Скорее всего, Мазур в его глазах оставался крайне сомнительным типом. Но он словно бы успокоился, самую чуточку — походило на то, что сделал некие выводы. Кладоискатель, в конце концов, порой очень гармонично сочетается с обстрелянным из автомата самолетом — специфическое ремесло, возможны прихотливые повороты сюжета...
— Значит, направляетесь во Флоренсвилль?
— Если вы не против, — сказал Мазур, ухмыляясь.

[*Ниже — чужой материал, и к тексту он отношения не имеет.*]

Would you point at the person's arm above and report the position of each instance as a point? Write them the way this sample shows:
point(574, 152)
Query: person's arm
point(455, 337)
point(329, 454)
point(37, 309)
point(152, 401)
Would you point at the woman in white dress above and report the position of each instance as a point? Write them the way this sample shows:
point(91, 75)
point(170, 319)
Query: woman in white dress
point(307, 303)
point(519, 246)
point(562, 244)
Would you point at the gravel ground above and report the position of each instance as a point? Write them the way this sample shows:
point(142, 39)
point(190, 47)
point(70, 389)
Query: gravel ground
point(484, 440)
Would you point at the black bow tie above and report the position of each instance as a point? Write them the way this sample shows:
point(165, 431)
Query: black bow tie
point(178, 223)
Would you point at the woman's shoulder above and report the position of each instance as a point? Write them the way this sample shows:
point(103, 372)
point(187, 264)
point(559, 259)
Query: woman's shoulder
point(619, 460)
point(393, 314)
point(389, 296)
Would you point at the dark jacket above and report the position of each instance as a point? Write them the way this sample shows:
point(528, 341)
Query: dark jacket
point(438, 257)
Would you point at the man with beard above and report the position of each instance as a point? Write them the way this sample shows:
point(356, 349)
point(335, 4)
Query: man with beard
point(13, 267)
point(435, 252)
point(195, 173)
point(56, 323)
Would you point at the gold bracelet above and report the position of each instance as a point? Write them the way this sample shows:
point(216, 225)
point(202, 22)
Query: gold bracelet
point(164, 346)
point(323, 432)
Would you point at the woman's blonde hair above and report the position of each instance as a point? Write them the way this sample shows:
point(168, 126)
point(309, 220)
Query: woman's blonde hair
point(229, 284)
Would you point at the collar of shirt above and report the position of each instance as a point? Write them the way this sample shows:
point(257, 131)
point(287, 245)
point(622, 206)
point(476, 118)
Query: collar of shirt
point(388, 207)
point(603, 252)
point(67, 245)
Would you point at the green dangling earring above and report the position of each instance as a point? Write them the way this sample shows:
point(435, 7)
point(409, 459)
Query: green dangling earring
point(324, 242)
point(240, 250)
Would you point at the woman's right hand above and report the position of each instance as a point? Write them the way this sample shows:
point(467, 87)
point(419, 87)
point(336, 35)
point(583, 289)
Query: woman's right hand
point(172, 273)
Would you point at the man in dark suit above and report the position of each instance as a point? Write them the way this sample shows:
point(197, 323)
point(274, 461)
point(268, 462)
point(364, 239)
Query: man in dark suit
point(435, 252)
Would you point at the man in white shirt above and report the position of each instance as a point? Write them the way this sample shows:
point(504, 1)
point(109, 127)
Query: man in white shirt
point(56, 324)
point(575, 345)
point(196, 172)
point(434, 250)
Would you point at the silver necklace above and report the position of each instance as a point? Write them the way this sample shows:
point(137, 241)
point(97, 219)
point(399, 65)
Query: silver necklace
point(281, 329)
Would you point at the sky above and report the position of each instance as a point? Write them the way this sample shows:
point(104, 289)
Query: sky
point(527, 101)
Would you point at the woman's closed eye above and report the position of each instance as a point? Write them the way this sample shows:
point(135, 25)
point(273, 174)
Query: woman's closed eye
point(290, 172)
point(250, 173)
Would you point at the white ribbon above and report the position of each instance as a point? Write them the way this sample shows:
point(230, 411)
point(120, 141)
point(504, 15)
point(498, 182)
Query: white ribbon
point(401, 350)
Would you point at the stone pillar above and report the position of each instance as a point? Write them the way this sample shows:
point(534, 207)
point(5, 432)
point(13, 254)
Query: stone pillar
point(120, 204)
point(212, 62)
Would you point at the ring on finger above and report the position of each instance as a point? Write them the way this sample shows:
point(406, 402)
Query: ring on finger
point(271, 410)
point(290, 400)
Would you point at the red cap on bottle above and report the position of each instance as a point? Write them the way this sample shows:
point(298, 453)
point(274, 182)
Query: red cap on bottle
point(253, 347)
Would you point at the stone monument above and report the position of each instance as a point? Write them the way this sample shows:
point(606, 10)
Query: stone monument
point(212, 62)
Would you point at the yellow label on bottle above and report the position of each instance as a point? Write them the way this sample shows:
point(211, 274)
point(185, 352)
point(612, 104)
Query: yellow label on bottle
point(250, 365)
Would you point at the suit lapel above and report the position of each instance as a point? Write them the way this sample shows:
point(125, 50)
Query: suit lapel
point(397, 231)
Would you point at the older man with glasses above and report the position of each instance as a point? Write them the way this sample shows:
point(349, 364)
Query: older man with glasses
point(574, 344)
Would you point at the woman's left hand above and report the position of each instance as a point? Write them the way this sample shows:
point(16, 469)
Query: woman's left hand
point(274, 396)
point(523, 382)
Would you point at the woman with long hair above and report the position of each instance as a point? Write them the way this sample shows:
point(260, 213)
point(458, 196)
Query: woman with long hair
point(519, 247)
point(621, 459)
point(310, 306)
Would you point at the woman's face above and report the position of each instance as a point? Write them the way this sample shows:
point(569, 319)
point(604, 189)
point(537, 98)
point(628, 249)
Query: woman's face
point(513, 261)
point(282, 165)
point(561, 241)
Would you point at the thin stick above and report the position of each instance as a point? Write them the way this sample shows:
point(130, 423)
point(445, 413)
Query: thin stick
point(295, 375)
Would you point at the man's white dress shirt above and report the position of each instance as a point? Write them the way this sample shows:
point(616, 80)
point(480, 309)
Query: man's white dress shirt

— Ну что вы, что вы... Надеюсь, там-то у вас не будет никаких проблем?
— Никаких, — сказал Мазур. — Какие там проблемы... Вот когда однажды мой дедушка взялся выкидывать старые бумеранги — бабушка заставила, мол, полон дом хлама — вот у него были нешуточные проблемы...
Доббин весело посмеялся.
— Интересные у вас, в Австралии, должно быть, обычаи... Вы, быть может, есть хотите?
— Не отказался бы, — сказал Мазур искренне.
— Тогда пойдемте.
— Мне тут сказали, чтобы я не выходил из каюты...
— Глупости. Со мной можно. Должны же мы продемонстрировать флотское гостеприимство...
Как очень быстро выяснилось, все флотское гостеприимство свелось к тому, что Мазура накормили в столовой для рядовых, — правда, нужно признать, вкусно и обильно. Потом Доббин, время от времени спрашивая о какой-нибудь ерунде (его вопросики вроде бы не складывались в систему и, надо надеяться, не имели целью поймать на противоречиях) провел его назад тем же путем. Мазур по-прежнему шагал со скучающим видом, не видя вокруг ничего для себя интересного, — что может быть нового и интересного во фрегатах типа «Линдер»?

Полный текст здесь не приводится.